YÜKSEL ÖZDEN (Devamla) - Eğitimciyim Değerli Milletvekilim.

ENGİN ALTAY (Sinop) - Eğitimin niteliği seksen yıldır konuşuluyor, yapma ya!

YÜKSEL ÖZDEN (Devamla) - Bakın, beraber de olduk? Bizim on yıl öncesinde konuştuğumuz, bu ülkede nitelikten önce nicel olarak konuşmamız gereken meseleler vardı. Derslik meselesini konuşuyorduk, okul meselesini konuşuyorduk, bilgisayarı uzakta görüyorduk. Oysa, bugün, bu Meclis eğitimde niteliği tartışır, konuşur hâle geldiyse bu AK PARTİ'nin bir başarısıdır ve yıllardır da attığımız adımların sonucudur. Nitelik sorunu da?

FERİT MEVLÜT ASLANOĞLU (İstanbul) - Vay, vay, vay; ne başarı, ne başarı, ne başarı!

YÜKSEL ÖZDEN (Devamla) - Evet, gururla söylüyoruz, gururla söylüyoruz.

On yıl önceki konuşmalara bakalım, hiç kimsenin konuşması içerisinde bunlar yoktu. O zaman erişemediğimiz bilgisayar, İnternet, derslik, öğretmen ihtiyaçları vardı. Onun için?

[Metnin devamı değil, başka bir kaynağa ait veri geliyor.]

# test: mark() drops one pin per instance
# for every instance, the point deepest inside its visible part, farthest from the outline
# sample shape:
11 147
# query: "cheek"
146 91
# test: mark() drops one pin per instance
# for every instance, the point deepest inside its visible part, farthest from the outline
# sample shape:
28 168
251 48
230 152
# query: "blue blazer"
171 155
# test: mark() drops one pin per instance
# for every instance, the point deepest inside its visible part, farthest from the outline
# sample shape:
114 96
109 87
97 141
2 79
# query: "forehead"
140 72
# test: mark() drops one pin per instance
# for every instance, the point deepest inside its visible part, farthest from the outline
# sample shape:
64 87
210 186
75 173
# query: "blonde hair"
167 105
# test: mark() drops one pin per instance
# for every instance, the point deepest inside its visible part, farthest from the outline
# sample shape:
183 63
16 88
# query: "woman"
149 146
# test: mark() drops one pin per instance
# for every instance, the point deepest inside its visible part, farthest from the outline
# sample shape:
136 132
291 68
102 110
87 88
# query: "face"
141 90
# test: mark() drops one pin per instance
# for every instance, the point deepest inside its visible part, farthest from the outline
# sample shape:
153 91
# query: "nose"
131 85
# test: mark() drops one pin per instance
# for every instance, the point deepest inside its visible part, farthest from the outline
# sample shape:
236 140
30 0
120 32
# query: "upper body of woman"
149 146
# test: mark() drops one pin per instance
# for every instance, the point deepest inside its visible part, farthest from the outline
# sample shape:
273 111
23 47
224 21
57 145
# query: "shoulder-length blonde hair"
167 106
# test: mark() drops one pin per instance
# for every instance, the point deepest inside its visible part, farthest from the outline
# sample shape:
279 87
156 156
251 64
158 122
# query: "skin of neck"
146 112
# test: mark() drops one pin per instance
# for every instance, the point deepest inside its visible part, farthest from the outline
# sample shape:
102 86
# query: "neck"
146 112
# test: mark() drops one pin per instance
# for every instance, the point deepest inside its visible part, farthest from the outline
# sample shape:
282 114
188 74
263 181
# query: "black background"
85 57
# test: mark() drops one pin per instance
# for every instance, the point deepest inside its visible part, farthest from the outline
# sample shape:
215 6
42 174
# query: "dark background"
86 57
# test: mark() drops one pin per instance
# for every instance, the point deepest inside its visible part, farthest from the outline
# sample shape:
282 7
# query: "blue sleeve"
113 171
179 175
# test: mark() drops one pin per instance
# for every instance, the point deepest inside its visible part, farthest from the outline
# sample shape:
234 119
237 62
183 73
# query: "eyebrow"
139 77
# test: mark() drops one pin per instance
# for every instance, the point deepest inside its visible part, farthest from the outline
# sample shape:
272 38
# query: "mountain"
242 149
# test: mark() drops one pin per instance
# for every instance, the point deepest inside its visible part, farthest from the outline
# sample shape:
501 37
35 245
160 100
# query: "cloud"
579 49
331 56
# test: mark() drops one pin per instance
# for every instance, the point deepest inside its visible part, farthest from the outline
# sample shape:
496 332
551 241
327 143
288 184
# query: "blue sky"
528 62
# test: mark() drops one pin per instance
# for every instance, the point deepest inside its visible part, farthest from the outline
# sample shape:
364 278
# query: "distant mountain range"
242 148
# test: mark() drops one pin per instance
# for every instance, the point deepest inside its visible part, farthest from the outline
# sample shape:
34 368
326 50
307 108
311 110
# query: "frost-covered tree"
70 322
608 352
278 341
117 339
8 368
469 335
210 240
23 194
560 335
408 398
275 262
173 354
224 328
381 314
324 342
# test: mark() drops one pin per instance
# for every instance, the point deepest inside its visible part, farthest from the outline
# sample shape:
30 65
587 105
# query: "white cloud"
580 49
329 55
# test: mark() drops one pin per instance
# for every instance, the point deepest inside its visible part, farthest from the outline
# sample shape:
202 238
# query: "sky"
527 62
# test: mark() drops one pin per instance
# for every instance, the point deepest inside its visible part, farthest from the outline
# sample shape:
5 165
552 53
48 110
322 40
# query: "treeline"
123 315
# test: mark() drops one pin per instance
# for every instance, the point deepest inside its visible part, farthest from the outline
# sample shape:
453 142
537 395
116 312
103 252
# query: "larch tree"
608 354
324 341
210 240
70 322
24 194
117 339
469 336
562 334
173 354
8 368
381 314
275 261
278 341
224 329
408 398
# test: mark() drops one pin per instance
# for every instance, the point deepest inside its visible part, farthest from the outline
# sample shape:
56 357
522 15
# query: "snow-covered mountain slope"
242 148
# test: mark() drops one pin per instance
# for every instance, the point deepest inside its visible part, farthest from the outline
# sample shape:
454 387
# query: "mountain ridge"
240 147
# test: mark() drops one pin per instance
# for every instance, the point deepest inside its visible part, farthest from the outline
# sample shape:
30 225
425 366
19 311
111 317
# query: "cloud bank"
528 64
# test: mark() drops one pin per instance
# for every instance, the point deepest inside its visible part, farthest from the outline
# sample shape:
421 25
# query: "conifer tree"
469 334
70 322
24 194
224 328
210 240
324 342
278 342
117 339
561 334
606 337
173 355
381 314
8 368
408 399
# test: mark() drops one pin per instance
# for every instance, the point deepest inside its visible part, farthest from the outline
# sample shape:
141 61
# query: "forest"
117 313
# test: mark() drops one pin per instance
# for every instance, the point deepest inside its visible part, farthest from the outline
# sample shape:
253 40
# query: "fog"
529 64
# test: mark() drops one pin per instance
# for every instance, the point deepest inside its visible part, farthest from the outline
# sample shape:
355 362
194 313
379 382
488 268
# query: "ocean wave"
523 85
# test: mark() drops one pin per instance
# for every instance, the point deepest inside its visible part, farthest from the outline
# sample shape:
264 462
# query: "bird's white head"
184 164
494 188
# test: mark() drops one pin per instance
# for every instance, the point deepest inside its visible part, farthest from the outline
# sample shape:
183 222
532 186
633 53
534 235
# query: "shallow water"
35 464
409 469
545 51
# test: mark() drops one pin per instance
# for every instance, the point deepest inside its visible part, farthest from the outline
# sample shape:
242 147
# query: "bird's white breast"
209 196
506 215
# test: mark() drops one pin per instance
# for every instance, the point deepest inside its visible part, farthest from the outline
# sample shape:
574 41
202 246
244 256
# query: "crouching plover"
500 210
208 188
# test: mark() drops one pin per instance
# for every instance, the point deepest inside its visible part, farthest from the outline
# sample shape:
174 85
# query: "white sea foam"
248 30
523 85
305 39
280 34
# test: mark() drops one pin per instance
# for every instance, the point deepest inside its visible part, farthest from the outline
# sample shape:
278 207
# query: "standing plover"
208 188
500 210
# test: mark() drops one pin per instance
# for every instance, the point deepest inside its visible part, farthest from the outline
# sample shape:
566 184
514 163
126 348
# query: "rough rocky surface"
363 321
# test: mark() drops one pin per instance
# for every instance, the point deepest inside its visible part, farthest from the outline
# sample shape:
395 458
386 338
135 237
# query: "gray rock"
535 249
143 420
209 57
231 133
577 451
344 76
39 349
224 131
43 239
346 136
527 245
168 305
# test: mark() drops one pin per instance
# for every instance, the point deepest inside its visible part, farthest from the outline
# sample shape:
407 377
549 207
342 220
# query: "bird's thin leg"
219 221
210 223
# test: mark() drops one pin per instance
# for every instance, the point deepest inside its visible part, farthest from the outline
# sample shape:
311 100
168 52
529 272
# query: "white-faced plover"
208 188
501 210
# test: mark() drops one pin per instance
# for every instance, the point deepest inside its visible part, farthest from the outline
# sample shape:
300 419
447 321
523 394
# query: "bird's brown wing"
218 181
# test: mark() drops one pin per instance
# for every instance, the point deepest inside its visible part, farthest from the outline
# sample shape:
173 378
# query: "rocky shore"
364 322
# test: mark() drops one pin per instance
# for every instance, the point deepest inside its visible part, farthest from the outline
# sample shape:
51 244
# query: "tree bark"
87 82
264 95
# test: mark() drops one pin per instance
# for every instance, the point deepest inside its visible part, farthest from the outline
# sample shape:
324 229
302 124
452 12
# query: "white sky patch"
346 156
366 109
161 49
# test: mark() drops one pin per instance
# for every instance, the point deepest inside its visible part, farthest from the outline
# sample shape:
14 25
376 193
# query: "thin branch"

ENGİN ALTAY (Sinop) - On yıl önce derslik başına öğrenci kaçtı, şimdi kaç, onu söyle Sayın Vekil.

YÜKSEL ÖZDEN (Devamla) - ?daha iktidara geldiğimiz günde?

ENGİN ALTAY (Sinop) - Derslik başına öğrenci kaçtı, kaç oldu onu söyle, ben de sizi çıkıp tebrik edeyim.

BAŞKAN - Sayın Altay, lütfen hatibe müsaade edelim. Sayın Altay?

FERİT MEVLÜT ASLANOĞLU (İstanbul) - Bir tane öğrenciye yabancı dil öğrettiniz mi? Yazıklar olsun!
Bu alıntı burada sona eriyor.